Faith led Jesus’ disciples to give up everything, when Jesus called on them to do it, to leave behind an existence where getting ahead in this world is the first priority. So, “What about us, Jesus?” We have left all and followed You. Therefore what shall we have?” The answer? Assuredly I say to you, that in the regeneration, when the Son of Man sits on the throne of His glory, you who have followed Me will also sit on twelve thrones, judging the twelve tribes of Israel. And everyone who has left houses or brothers or sisters or father or mother or wife or children or lands, for My name’s sake, shall receive a hundredfold, and inherit eternal life. You aren’t welcomed into eternal life because you’re good. You’re welcomed in because Jesus is good, and you have been brought to trust in Him. Trusting in Jesus does require being prepared to leave behind everything on earth. But then there is the promise and the sure hope of far greater rewards in heaven. Not many people are willing to give up what they have on earth in the hope of future glory. Most people are like the rich young man; they walk away sad because they are unwilling to part with their earthly comfort. They walk away sad, because they don’t value Christ or think He is a Savior worth giving up earthly comfort for.

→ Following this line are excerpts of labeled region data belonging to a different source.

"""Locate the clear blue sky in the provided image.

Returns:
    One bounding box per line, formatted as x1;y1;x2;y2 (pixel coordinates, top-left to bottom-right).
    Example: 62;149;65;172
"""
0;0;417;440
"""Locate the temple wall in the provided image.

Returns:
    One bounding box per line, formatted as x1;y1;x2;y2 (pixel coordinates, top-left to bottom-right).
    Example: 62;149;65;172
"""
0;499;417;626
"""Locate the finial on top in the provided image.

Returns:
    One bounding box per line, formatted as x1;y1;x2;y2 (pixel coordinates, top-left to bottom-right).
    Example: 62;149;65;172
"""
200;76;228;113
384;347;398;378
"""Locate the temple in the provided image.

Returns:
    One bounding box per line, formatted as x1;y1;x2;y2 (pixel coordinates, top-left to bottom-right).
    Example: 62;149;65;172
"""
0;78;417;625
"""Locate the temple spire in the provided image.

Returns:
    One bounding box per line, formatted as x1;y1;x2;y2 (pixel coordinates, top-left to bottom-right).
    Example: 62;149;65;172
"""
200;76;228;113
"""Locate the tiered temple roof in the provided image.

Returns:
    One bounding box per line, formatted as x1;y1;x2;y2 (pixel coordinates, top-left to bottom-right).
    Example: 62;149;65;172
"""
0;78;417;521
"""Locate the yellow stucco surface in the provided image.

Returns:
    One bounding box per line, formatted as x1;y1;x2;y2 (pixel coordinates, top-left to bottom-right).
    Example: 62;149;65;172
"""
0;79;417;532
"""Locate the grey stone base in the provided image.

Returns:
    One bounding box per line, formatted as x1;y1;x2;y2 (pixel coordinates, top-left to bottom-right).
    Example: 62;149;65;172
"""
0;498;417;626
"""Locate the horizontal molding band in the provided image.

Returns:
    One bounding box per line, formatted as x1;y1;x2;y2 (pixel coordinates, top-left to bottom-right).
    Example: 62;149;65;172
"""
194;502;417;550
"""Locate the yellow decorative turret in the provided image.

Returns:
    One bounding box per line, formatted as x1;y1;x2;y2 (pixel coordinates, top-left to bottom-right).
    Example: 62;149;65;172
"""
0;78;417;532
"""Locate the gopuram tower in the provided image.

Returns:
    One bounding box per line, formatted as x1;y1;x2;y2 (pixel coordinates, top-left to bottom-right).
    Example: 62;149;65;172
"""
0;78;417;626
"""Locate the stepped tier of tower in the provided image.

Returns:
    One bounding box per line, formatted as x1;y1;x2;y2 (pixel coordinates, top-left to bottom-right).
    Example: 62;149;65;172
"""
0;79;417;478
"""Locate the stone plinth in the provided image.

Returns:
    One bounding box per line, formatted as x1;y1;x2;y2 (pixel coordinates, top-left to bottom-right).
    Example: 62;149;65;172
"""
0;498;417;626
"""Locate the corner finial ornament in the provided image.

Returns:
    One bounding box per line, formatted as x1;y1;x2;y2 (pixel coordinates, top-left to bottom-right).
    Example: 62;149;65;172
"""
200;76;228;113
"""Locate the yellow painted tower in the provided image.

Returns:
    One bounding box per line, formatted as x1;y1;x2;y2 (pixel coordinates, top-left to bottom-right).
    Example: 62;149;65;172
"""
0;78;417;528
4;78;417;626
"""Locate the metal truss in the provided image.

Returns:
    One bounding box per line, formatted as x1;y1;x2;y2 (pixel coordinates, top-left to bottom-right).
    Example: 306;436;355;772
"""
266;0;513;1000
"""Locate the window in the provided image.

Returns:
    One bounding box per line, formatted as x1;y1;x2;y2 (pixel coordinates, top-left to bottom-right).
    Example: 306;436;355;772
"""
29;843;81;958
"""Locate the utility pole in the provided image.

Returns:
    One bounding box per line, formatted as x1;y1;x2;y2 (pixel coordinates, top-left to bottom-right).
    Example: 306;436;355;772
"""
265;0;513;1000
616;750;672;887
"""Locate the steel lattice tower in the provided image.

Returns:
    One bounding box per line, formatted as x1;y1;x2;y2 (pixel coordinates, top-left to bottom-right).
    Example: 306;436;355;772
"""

But we know better, don’t we? Because God, who is rich in mercy, because of His great love with which He loved us, even when we were dead in trespasses, made us alive together with Christ (by grace you have been saved)…that in the ages to come He might show the exceeding riches of His grace in His kindness toward us in Christ Jesus.
So stop pretending that you can ever do some good thing to gain eternal life. Don’t turn to Jesus for instructions on how to help yourself. Turn to Him to save you, and to give you eternal life as a gift. And then, trusting in Him, take up your cross and follow Him. Because nothing on earth compares to what He will give to those who love Him. Amen.